The instruction, approved by this Court on former occasions as recognized by appellant, is correct. The doctrine on the “cooling period” has been approved in California as well as in the majority of the courts of the United States.'

In People v. Golsh, 219 Pac. 456, the defendant requested the court to transmit this instruction to the jury: “Cooling' time, or that space of time which will be deemed sufficient for a man to cool after a conflict, may differ with different'' persons, according-to the constitution of their nature. Ño' uniform rule can be laid down as the length of time when a man shall have ‘cooling time.’ It is for the- jury, under all the' evidence, to decide as to the actual conditions of the mind of the actor.”

Said instruction having been rejected the court of appeals upheld the trial court. It was said that that part of the instruction to the effect that the cooling time may differ with different persons according to the constitution of their nature is not a correct statement of the law. The court added:

“In that case [referring to People v. Bush, 65 Cal. 129] our Supreme Court held that ‘cooling time’ is .the time in which an ordinary man, in like circumstances, would have cooled. The rule approved by the majority of our courts is that ‘cooling time’ is not the time it would take an ideal man or the defendant, but the time it would take the average man or the ordinarily reasonable person, under like circumstances.”

This doctrine was ratified in People v. Gingell, 296 Pac. 70. See also, 1 Warren, Homicide 446, § 91; 1 Wharton, Criminal Law and Procedure, § 286; 40 Am.Jur.2d § 68.

Since the instruction challenged is correct, the second error was not committed.

In the third assignment appellant maintains that the trial court erred “in charging the jury that for a person to invoke self-defense, it is necessary that the person requesting the benefit of self-defense, be not to blame for the fight to which he was driven and as a result of which another person died; and that it is necessary that the accused has not had any other means to escape the attack, except killing his adversary.”

The instructions indicated are not erroneous. As to defendant’s lack of blame in the encounter where another person died, see People v. Hernández Maldonado, decided June 9, 1964, Advanced Sheet Bar Asso. 1964-112; 1 Warren, Homicide 664 and 670, § 151. In general terms the rule is to the effect that a person cannot avail himself of a situation created by him and which leads him to kill another person in order to save his life or to avoid great bodily injury.

It is also a rule of self-defense that the slayer should have used all the means available to him, consistent with his safety, in order to avoid injuries or to have to kill another person in self-defense. 1 Wharton, Criminal Law and Procedure, § 228; 25 Cal.Jur.2d § 282. The court did not err in charging the jury in that sense.

It was inappropriate, contrary to appellant’s contention in the fourth error, to instruct the jury on dueling.

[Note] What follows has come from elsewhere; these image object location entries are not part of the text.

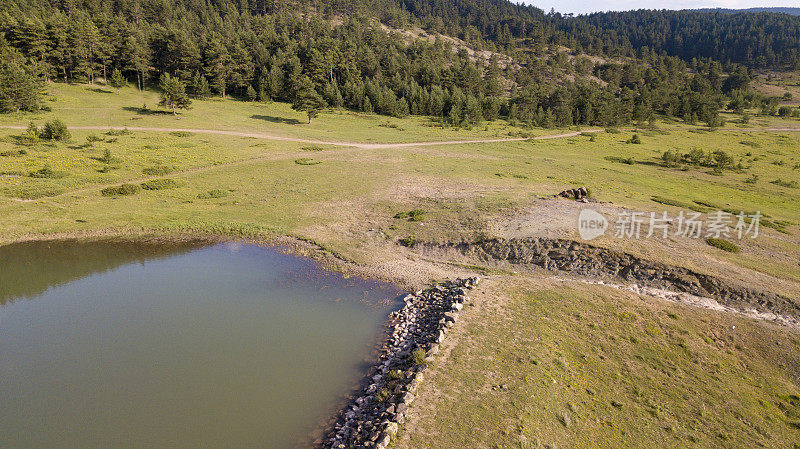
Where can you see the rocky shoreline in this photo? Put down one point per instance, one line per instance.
(371, 418)
(582, 259)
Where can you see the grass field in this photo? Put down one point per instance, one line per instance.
(583, 365)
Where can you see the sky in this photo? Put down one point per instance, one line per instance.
(584, 6)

In dueling sudden heat and passion do not intervene, but it is something deliberately planned and generally under rules of considerable formality. 2 Wharton, Criminal Law and Procedure, § 848; 25 Am.Jur.2d § 1. Also, there was no basis in the evidence to transmit such instruction. People v. Martínez Díaz, 90 P.R.R. 456 (1964); People v. Túa, 84 P.R.R. 37 (1961).

Finally we cannot agree with appellant that the offense committed is voluntary manslaughter.

The evidence, as we have recited it, was sufficient for the jury to infer, as it did, that appellant killed Candelario Jiménez with malice aforethought. The verdict returned by the jury, is not, therefore, erroneous nor contrary to the evidence or to law.

The judgments appealed from should be affirmed.